QC_CHECK – output from the second QC check

In this directory there are 2 files named neissflow_failed_qc.tsv and neissflow_passed_qc.tsv.

These reports are an aggregation of some of the generated reports up to this point in order to perform a species and assembly QC check.

Aggregated Reports:
- QC_FASTQ – neissflow_FASTQ_QC_report.tsv
- COVERAGE – neissflow_coverage.tsv
- MASH – neissflow_Mash_top_hit_report.tsv
- processed_genomes - neissflow_Denovo_assembly_Stats_QC_report.txt

  • neissflow_failed_qc2.tsv - contains the same columns as initial_merge.tsv, but only contains data for the samples that failed the species and assembly QC check and did not continue for further analysis.

  • neissflow_passed_qc2.tsv - contains the same columns as initial_merge.tsv, but only contains data for the samples that passed the species and assembly QC check and continued for further analysis.

amr_profiler – output from the AMR_Profiler Subworkflow

In this directory there are subdirectories for each of the isolates, as well as two aggregated reports, those being the amr_report.tsv and avg_depth_report.tsv.

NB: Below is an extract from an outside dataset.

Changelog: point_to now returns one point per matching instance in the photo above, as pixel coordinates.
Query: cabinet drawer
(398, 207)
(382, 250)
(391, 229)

These reports are based on those generated by the GC-Genome-Profiler, and largely contain the same columns/information. The isolate directories contain the various reports for that isolate. These reports are aggregated to generate the amr_report.tsv and avg_depth_report.tsv files to contain the results for all of the samples in the set. The amr_report.tsv is an aggregation of the < isolate >_amr_report.tsv files. The avg_depth_report.tsv is an aggregation of the < isolate >_amr_depth.tsv reports. The reports found in the isolate directories are:

  • < isolate >_amr_blast.tsv - this report contains the results of the blastn runs for that isolate, all of the columns are included in the amr_report.tsv report
Metric Description
Sample Isolate ID
penA allele Best hit from penA allele BLAST database
porB allele Best hit from porB allele BLAST database
mtrR mosaic True if isolate reaches 98% match threshold
  • < isolate >_amr_depth.tsv - this report contains the depth of coverage for each of the relevant AMR genes
Metric Description
Sample Isolate ID
ermC Depth of coverage for the erythromycin resistance ermC gene
ermB Depth of coverage for the erythromycin resistance ermB gene
ermF Depth of coverage for the erythromycin resistance ermF gene
gyrB Depth of coverage for the gyrB gene (positions 1547933-1550323 in FA19)
gyrA Depth of coverage for the gyrA gene (positions 357412-360162 in FA19)
mtrR-CDEprom Depth of coverage for the mtrR CDE promoter (positions 1110651-1110900 in FA19)
macA_and_prom Depth of coverage for the macA gene and promoter (positions 1191001-1192230 in FA19)
norMprom Depth of coverage for the norM promoter (positions 129494-129496 in FA19)
ftsX Depth of coverage for the ftsX gene (positions 1707518-1708435 in FA19)
ponA Depth of coverage for the ponA gene (positions 2078911-2081307 in FA19)
TetM-partial Depth of coverage for partial reference of the tetracycline resistance determinant (tetM) gene
FA19_16SrRNA Depth of coverage for 16S rRNA from FA19
porB Depth of coverage for the porB gene (positions 1598044-1599027 in FA19)
23SrRNA Depth of coverage for the 23S rRNA from FA19
penA Depth of coverage for the penA gene (positions 1301424-1303169 in FA19)
blaTEM Depth of coverage for extended spectrum beta-lactamase gene blaTEM
Nm_sodC Depth of coverage for Neisseria meningitidis gene sodC
mefA Depth of coverage for Macrolide efflux protein A (mefA)
parC Depth of coverage for the parC gene (positions 993563-995866 in FA19)
acnB Depth of coverage for the acnB gene (positions 963428-966013 in FA19)
rplD Depth of coverage for the rplD gene (positions 1614768-1615388 in FA19)
rplV Depth of coverage for the rplV gene (positions 1612996-1613325 in FA19)
mtrR Depth of coverage for the mtrR gene (positions 1110901-1111533 in FA19)
mtrD Depth of coverage for the mtrD gene (positions 1106197-1109400 in FA19)
rpsE Depth of coverage for the rpsE gene (positions 1607799-1608317 in FA19)
rpsJ Depth of coverage for the rpsJ gene (positions 1616818-1617129 in FA19)
  • < isolate >_amr_report.tsv - This report includes data from the blast, mlst, ngmaster, and variant reports for this isolate.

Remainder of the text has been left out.